Building Tools to Archive the Modern Web

Four years ago, during the 2012 IIPC General Assembly, we came together to discuss the recent and upcoming challenges to web archiving in the Future of the Web Workshop (see also this related coverage on David Rosenthal’s blog). That workshop made it clear that our tools are failing to satisfy many of these challenges:

Database driven features
Complex/variable URI formats
Dynamically generated URIs
Rich, streamed media
Incremental display mechanisms
Form-filling
Multi-sourced, embedded content
Dynamic login, user-sensitive embeds
User agent adaptation
Exclusions (robots.txt, user-agent, …)
Exclusion by design (i.e. site architecture intended to inhibit crawling and indexing)
Server-side scripts, RPCs
HTML5 web sockets
Mobile sites
DRM protected content, now part of the HTML standard
Paywalls

I wish I could stand here and tell you how much great progress we’ve made in the last four years, ticking entries off this list, but I can’t. Although we’ve made some progress, our crawl development resources have been consumed by more basic issues. We knew moving to domain crawling under Legal Deposit would bring big changes in scale, but I’d underestimated how much the dynamics of the crawl workflow would need to change.

News websites are a great example.

Under selective archiving, we would generally only archive specific articles, relating to themes or events. For example, since 2008, we had captured just 13 snapshots of BBC News home page and just a few hundred individual news articles.

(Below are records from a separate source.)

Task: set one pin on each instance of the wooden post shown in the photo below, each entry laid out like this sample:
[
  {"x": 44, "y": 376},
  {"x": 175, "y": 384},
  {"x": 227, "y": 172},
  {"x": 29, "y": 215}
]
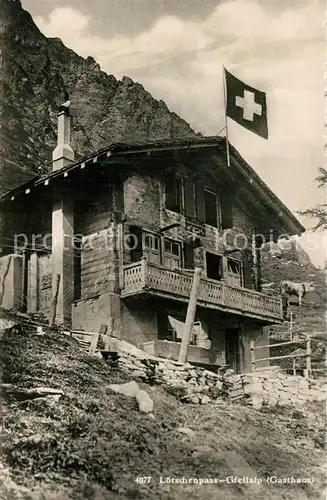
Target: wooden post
[
  {"x": 252, "y": 356},
  {"x": 308, "y": 358},
  {"x": 291, "y": 325},
  {"x": 144, "y": 271},
  {"x": 182, "y": 358},
  {"x": 256, "y": 264},
  {"x": 3, "y": 281},
  {"x": 55, "y": 300},
  {"x": 94, "y": 343}
]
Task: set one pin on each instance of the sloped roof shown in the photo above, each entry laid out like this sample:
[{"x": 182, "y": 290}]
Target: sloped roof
[{"x": 117, "y": 151}]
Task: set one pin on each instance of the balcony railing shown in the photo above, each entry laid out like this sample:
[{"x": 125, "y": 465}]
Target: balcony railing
[{"x": 145, "y": 277}]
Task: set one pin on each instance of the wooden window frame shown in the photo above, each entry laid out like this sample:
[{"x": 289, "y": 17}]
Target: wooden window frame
[
  {"x": 240, "y": 263},
  {"x": 223, "y": 270},
  {"x": 218, "y": 207},
  {"x": 158, "y": 252},
  {"x": 163, "y": 251}
]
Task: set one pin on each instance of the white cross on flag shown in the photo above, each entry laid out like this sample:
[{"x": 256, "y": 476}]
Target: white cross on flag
[{"x": 246, "y": 105}]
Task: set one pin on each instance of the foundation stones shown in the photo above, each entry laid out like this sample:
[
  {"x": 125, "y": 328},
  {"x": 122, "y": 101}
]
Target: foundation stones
[{"x": 196, "y": 385}]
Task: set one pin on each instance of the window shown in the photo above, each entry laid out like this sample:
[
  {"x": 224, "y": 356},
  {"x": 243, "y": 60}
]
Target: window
[
  {"x": 234, "y": 269},
  {"x": 171, "y": 254},
  {"x": 174, "y": 193},
  {"x": 211, "y": 208},
  {"x": 151, "y": 247},
  {"x": 213, "y": 266}
]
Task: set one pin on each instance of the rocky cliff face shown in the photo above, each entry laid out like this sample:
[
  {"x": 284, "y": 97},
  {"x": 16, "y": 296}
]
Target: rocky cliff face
[{"x": 35, "y": 73}]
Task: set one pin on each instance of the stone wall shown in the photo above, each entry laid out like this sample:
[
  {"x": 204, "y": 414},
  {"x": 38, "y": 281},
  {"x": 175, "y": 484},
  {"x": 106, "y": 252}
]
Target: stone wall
[
  {"x": 271, "y": 388},
  {"x": 197, "y": 385}
]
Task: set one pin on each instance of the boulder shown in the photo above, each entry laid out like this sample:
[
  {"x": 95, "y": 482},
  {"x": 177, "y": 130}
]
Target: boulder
[
  {"x": 144, "y": 401},
  {"x": 130, "y": 389}
]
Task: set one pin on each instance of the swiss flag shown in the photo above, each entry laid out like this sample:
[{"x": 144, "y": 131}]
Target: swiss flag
[{"x": 246, "y": 105}]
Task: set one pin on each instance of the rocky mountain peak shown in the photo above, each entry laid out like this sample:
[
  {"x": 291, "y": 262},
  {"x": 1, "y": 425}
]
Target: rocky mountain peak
[{"x": 36, "y": 73}]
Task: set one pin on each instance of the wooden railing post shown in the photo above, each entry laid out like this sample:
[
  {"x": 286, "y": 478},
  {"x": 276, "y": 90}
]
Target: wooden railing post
[
  {"x": 144, "y": 271},
  {"x": 308, "y": 358},
  {"x": 252, "y": 354}
]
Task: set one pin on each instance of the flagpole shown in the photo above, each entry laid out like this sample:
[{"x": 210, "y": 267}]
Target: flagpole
[{"x": 225, "y": 105}]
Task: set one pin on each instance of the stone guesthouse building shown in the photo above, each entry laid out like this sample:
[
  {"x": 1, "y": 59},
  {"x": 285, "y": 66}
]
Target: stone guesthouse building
[{"x": 118, "y": 233}]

Under Legal Deposit, we expect to archive every single news article. This means we need to visit each news site at least once a day, and ideally more frequently than that, while also going back and re-crawling everything at least once every few months in case the content or presentation is changed.

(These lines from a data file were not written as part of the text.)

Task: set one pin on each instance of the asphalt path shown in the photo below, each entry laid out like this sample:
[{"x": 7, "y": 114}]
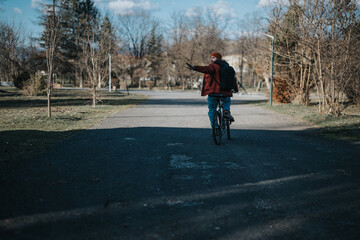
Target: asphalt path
[{"x": 154, "y": 172}]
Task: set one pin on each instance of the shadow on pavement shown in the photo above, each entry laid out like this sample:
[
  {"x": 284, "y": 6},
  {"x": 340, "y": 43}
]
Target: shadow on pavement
[{"x": 175, "y": 183}]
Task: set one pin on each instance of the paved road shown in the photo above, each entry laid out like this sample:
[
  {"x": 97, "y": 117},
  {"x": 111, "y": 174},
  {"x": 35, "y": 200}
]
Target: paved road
[{"x": 153, "y": 172}]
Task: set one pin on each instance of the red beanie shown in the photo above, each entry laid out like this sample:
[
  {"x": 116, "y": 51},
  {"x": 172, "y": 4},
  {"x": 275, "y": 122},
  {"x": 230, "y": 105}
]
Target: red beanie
[{"x": 217, "y": 55}]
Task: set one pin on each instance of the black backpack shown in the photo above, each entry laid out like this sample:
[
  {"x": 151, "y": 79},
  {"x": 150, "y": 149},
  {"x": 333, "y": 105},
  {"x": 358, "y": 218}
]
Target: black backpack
[{"x": 227, "y": 76}]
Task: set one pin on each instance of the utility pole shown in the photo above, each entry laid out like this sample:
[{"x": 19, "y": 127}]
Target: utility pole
[{"x": 272, "y": 65}]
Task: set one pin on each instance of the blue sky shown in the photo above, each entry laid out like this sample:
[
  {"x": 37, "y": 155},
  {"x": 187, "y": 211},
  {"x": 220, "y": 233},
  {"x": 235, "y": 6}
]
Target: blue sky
[{"x": 25, "y": 12}]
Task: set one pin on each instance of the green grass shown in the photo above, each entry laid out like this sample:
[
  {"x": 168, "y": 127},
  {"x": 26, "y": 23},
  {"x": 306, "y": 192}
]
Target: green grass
[
  {"x": 345, "y": 127},
  {"x": 26, "y": 130}
]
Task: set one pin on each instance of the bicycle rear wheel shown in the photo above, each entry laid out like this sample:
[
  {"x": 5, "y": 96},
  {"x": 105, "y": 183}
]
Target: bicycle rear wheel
[
  {"x": 216, "y": 130},
  {"x": 227, "y": 122}
]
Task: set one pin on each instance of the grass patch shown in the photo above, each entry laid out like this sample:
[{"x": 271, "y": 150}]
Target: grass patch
[
  {"x": 345, "y": 127},
  {"x": 26, "y": 130}
]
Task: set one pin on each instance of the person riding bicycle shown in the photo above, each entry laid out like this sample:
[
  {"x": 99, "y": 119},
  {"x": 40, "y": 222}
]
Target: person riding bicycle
[{"x": 211, "y": 88}]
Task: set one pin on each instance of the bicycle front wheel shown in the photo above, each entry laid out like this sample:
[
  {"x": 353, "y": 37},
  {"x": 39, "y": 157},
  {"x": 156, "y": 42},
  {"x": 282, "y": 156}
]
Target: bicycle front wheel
[
  {"x": 216, "y": 130},
  {"x": 228, "y": 128}
]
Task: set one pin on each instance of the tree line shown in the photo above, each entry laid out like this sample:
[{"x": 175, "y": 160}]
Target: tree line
[{"x": 315, "y": 49}]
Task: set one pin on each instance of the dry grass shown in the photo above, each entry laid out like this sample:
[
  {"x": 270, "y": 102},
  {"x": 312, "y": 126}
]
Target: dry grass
[
  {"x": 345, "y": 127},
  {"x": 26, "y": 129}
]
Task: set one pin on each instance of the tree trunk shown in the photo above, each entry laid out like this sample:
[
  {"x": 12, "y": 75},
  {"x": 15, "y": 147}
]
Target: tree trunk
[
  {"x": 94, "y": 96},
  {"x": 49, "y": 101}
]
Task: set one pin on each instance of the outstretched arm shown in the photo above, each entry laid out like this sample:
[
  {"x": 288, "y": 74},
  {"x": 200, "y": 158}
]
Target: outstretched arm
[{"x": 205, "y": 69}]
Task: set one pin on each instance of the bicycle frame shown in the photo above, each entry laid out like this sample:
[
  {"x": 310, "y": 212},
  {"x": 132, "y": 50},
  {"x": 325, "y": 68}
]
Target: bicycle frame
[{"x": 220, "y": 123}]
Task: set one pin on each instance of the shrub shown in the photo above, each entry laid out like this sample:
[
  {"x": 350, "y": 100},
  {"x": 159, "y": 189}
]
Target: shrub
[
  {"x": 281, "y": 91},
  {"x": 21, "y": 79}
]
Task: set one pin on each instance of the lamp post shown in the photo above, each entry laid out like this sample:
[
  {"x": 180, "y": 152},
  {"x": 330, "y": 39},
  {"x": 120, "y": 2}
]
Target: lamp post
[
  {"x": 272, "y": 65},
  {"x": 109, "y": 72}
]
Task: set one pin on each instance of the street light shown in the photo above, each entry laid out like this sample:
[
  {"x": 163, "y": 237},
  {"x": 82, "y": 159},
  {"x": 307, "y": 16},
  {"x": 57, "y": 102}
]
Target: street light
[
  {"x": 272, "y": 65},
  {"x": 109, "y": 72}
]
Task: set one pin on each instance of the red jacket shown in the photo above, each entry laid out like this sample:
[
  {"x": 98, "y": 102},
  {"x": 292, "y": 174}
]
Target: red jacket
[{"x": 209, "y": 84}]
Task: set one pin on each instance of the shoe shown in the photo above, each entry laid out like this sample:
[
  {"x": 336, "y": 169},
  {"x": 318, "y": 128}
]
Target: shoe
[
  {"x": 228, "y": 116},
  {"x": 217, "y": 132}
]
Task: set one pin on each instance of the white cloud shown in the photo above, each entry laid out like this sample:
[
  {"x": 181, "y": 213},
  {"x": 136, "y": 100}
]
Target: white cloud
[
  {"x": 193, "y": 11},
  {"x": 18, "y": 10},
  {"x": 265, "y": 3},
  {"x": 36, "y": 3},
  {"x": 123, "y": 7},
  {"x": 221, "y": 8}
]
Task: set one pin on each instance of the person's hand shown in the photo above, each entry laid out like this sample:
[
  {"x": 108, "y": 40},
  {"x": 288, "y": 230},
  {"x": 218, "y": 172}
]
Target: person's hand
[{"x": 190, "y": 67}]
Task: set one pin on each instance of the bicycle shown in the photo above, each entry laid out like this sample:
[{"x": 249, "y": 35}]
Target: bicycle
[{"x": 220, "y": 124}]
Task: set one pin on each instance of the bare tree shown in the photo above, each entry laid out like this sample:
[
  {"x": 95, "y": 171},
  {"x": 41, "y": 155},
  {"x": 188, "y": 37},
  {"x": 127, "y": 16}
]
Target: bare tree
[
  {"x": 10, "y": 42},
  {"x": 95, "y": 51},
  {"x": 135, "y": 31},
  {"x": 51, "y": 40}
]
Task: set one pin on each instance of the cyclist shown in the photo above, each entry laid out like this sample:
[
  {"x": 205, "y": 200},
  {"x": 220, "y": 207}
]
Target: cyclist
[{"x": 210, "y": 86}]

Our first large-scale ‘frequent crawler’ worked by re-starting the whole crawl job every time, but this stop-start approach meant the sites we visited very frequently would never be crawled very deeply - it’s obviously impossible to crawl all of BBC News in a day. The problem was the need to capture both depth and frequent changes.

One approach would have been to create many different crawl jobs for different combinations of sites, depths and frequencies, but this ran into our second problem - the poor manageability of our tools and workflows. Managing multiple overlapping jobs in Heritrix has proven to be awkward, needing a lot of manual intervention to move different jobs around in order to balance out resource usage over time.¹ As well as being difficult to fully automate, multiple jobs are also more difficult to monitor effectively.

We’ve learned that everything that can automated should be, and must also be seen to be working. This is not just monitoring uptime or disk space, but runs all the way up to automating quality assurance wherever possible.

However, while exploring how to improve our automated QA, we met the third problem. Our tools were failing to archive the web, making automated QA irrelevant. Not only are our tools difficult to configure, manage and monitor, but they have also fallen too far behind current web development practices. Many of those ‘future web challenges’ we talked about in 2012, are here, now.

Here’s the BBC News homepage on the 20th of March last year:

And here it is four days later:

BBC News on 24th March 2015 …mmmmm jaggies…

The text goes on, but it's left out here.